CREEPY CALIFORNIA CRISIS

Thursday, September 25, 4:31 PM PST

Schwarzenegger Keeps Yelling "Cut!" During Debate

by Brent the Johnson,
NA!P NewsWire

SACRAMENTO, CALIF. -- The Golden State's long-anticipated debate among all the major recall candidates finally took place last night, featuring the elusive Arnold Schwarzenegger, who had not participated in any of the other debates and has no plans to participate in any of the rest.

However, critics of the debate worried over the "scripted" aspect of the debate, as each candidate was given a copy of the questions to be asked beforehand.

First thought to provide Schwarzenegger with an advantage due to his Hollyfood background, it soon became apparent that the one-time Mr. Olympia didn't have a knack for live TV, especially when confronted with a woman of intelligence.

Following are select transcripts of the debate before it was edited for California voters:

SCHWARZENEGGER: Arianna, let me say one thing. Your personal income tax has the biggest loophole -- I can drive my Hummers through it. That's how big your loophole is. Let me tell you something.

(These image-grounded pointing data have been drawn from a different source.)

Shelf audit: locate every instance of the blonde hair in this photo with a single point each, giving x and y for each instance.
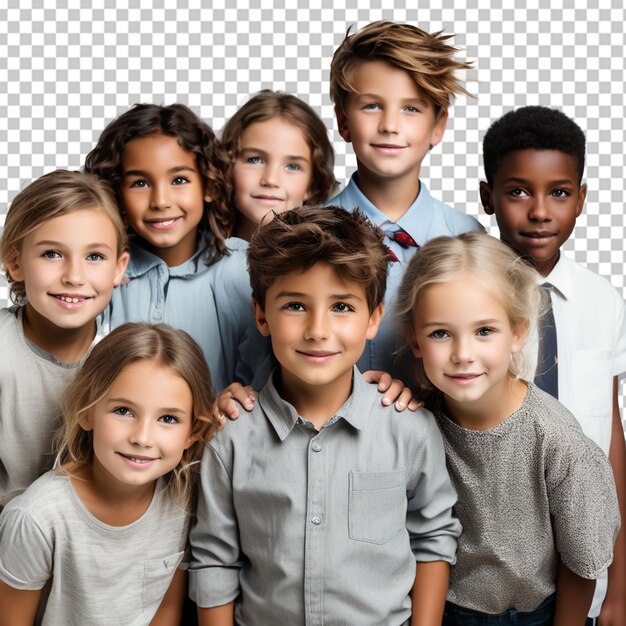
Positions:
(52, 195)
(512, 281)
(128, 344)
(426, 57)
(267, 105)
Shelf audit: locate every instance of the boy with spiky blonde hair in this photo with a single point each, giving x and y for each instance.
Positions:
(392, 85)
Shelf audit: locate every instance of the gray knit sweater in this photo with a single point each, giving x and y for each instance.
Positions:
(531, 490)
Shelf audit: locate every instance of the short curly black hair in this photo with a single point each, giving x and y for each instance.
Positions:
(532, 128)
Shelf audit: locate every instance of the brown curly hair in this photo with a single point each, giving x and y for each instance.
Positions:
(267, 105)
(194, 136)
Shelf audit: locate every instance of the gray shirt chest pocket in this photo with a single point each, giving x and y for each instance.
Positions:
(377, 505)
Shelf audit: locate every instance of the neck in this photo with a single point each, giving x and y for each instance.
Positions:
(487, 413)
(392, 196)
(107, 500)
(66, 344)
(315, 403)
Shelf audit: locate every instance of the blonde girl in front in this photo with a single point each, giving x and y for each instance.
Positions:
(102, 539)
(536, 497)
(63, 248)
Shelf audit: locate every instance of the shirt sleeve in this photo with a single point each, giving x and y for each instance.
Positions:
(433, 529)
(214, 538)
(25, 552)
(583, 506)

HUFFINGTON: We got advanced notice in the New York Times that you're going to say that.

SCHWARZENEGGER: CUT!

HUFFINGTON: And you know very well that I pay $115,000 in property taxes and payroll tax. And you know what? I'm a writer. In these two years, I was writing and researching a book and I wasn't making $20 million violent movies.

SCHWARZENEGGER: I SAID CUT!

* * *

SCHWARZENEGGER: Arianna, we're talking about the car tax right now and not about education.

HUFFINGTOM: Let me finish, let me finish. You know, this is completely impolite and we know this is how you treat women and we know that, but not right now.

AUDIENCE: EWWWW...

SCHWARZENEGGER: CUT! Line, I need my line!

(Ten minutes later.)

SCHWARZENEGGER: I would like to say that I just realized that I have a perfect part for you in Terminator 4. That's it.

* * *

SCHWARZENEGGER: I'm providing the after-school programs, Cruz, and you know that.

HUFFINGTON: Hold on a second. Let me just counter that. You said that you were providing after-school care. You know, your crowning achievement, the passage of Proposition 49, has not provided after-school care for a single child in the state of California because there was no funding stream. It was nothing but a photo opportunity initiative. It was nothing but a springboard for your run for governor. ... Isn't it true that not a single child has gotten after-school care because of Prop. 49?

SCHWARZENEGGER: AARRRGHHaaGHHH! This is off script, this is not in the script! CUT CUT CUT!

* * *

HUFFINGTON: The day you decided to run you said you would never take any special interest money.

SCHWARZENEGGER: When you waited an hour-and-half to do a photo op with me? Was that the day?

HUFFINGTON: No, it was the day you were on the Jay Leno show.

SCHWARZENEGGER: Oh yeah. I mean... Nnnn-NYA-AYA-YA! I MUST KILL YOU!

HUFFINGTON: What did you say?

SCHWARZENEGGER: CCCUUUTTT! BY CROM, CUT!